Communiqué du 05 janvier 2007

 

Les vœux présidentiels en forme de testament…

 
  • 2007 a débuté, pour le Président Jacques Chirac, par une mise au point à destination de ceux qui aspirent à quitter le bateau gouvernemental avant son escale finale.

Pris dans le seul contexte des vœux précédant une échéance politique fondamentale dans notre système démocratique, le discours du Président n'a rien d'exceptionnel : travailler jusqu'au terme du mandat que les Français lui ont confié, avec le gouvernement qu'il a constitué à cette fin, ne devrait être que pure logique ! Mais attention ! Personne ne doit se laisser "bouffer" par la campagne. "L'engagement dans le débat électoral ne saurait en aucun cas s'exercer au détriment de la mission gouvernementale" prévient-il. Sera-t-il entendu ? N'aurait-il pas dû ajouter "… et des finances publiques" tant il est vrai qu'il est difficile de cerner la distinction entre activités purement ministérielles et celles à mettre au compte du "militantisme politique partisan".

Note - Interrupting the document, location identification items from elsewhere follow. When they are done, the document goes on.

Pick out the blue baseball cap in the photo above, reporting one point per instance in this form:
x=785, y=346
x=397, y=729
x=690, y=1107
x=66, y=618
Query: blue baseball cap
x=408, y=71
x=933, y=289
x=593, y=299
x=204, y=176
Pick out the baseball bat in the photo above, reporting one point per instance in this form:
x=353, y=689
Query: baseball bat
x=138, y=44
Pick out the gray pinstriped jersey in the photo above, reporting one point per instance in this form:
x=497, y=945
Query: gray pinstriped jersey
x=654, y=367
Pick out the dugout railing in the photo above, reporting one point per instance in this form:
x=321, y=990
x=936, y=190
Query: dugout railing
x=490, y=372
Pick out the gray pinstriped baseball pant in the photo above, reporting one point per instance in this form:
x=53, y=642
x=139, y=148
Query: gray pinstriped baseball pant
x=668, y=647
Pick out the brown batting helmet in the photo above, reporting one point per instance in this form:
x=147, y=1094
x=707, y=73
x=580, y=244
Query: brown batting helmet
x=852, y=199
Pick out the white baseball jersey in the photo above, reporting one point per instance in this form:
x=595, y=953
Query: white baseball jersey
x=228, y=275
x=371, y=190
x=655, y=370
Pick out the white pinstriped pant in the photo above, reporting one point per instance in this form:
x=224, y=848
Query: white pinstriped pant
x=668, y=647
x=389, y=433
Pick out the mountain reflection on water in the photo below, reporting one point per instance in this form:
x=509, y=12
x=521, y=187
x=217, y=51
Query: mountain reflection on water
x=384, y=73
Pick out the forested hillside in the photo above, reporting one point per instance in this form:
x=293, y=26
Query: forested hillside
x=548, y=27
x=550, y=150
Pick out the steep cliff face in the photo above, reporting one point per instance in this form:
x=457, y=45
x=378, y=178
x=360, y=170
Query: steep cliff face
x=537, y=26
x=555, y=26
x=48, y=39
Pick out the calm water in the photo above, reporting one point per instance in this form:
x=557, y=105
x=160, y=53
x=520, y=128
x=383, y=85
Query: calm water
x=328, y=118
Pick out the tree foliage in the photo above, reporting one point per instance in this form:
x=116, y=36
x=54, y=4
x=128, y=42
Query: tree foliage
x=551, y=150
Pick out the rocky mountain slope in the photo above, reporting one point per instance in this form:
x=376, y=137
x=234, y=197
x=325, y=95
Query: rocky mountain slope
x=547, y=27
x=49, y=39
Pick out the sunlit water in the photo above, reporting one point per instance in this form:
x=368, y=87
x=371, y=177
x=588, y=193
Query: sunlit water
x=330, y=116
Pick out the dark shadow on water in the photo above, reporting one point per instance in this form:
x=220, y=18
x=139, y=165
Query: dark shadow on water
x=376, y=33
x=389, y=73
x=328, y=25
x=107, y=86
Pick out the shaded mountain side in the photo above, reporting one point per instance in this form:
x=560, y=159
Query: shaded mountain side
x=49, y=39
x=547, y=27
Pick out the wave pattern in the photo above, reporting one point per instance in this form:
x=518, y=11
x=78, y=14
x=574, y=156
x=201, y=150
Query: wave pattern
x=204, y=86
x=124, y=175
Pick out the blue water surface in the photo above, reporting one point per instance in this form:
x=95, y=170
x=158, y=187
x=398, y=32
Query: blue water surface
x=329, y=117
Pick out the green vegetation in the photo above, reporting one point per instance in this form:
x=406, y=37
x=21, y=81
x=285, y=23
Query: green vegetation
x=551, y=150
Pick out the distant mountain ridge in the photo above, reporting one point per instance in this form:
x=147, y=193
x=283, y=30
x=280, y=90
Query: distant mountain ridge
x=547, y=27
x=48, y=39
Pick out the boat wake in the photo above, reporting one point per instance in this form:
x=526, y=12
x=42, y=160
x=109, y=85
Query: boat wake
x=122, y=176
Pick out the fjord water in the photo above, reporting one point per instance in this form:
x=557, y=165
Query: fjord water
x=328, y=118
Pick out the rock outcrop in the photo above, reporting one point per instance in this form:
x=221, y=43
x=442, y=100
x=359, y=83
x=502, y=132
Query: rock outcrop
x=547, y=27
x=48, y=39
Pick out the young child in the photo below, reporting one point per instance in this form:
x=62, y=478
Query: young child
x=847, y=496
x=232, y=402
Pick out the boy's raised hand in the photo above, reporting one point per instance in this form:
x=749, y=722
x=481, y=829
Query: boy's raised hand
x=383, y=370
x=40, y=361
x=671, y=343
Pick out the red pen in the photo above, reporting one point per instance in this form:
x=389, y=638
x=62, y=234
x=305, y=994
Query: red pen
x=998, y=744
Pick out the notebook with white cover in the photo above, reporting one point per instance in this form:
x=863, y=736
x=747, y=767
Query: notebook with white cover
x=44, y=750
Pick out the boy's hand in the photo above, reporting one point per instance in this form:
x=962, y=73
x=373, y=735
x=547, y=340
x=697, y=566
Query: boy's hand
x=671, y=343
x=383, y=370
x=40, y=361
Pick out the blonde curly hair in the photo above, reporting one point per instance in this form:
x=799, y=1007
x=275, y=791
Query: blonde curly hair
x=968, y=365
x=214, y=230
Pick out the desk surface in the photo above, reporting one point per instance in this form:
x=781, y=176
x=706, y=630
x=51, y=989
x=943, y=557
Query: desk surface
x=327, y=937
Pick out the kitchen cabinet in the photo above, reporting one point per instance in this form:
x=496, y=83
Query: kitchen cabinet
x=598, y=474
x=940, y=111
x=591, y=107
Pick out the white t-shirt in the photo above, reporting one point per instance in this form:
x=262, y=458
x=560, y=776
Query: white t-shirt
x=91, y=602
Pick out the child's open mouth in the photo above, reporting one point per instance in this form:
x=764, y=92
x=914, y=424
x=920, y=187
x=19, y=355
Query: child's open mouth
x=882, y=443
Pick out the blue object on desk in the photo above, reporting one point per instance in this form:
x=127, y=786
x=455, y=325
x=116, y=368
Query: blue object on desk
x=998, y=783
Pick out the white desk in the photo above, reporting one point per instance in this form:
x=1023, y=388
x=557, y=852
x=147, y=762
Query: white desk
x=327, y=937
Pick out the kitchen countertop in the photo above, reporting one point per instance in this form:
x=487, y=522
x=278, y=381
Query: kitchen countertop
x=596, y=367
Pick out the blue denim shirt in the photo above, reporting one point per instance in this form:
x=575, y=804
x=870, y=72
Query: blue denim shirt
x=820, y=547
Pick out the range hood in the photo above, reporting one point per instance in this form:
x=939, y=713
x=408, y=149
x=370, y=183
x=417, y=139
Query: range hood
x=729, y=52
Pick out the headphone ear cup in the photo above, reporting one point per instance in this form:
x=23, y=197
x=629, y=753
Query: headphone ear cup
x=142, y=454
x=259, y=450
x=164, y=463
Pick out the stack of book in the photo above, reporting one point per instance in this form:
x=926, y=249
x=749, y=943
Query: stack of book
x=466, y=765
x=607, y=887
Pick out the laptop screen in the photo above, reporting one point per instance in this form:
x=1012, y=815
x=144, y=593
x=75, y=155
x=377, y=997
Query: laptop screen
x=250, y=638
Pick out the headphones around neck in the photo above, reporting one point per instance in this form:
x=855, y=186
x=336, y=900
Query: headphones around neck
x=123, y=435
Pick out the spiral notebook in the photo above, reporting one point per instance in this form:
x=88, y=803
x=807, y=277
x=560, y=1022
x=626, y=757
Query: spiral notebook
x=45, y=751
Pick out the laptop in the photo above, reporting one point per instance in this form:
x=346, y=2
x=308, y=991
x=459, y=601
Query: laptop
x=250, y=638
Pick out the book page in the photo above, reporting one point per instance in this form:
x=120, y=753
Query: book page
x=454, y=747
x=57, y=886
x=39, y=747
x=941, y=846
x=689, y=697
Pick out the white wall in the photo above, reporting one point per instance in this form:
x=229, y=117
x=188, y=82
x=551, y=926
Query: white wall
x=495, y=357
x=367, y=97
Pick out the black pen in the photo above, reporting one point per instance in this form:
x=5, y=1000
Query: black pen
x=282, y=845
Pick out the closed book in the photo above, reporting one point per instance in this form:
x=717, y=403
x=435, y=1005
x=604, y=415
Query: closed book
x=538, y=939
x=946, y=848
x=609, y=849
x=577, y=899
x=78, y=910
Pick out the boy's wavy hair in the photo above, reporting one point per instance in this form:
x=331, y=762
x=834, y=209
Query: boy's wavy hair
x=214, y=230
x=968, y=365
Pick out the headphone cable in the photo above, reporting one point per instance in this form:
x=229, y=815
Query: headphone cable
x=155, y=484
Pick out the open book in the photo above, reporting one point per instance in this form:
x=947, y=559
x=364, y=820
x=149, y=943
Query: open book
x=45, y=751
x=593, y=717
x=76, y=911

Quoi qu'il en soit, ces derniers vœux du Président Chirac (sauf candidature surprise suivie d'une victoire très aléatoire dans le contexte actuel) ont été l'occasion d'aborder certains thèmes touchant à l'organisation de la vie politique : la solidarité gouvernementale et la constitution de la Vème république.

La solidarité gouvernementale

Depuis son origine en 1958, mais certainement accentuée par la mise en œuvre de l'élection présidentielle au suffrage universel, la solidarité gouvernementale est un des fondements essentiels de notre constitution. En conséquence, les politiques et actions déterminées et menées par chacun des ministres sont à mettre à l'actif de tous. Il est particulièrement indécent de s'annoncer opposé à l'entrée de la Turquie dans l'Union européenne, d'être contre la privatisation de GDF, de brocarder la banque centrale européenne et sa politique de l'Euro fort tout en étant le premier ministre bis du gouvernement qui a pris des décisions contraires.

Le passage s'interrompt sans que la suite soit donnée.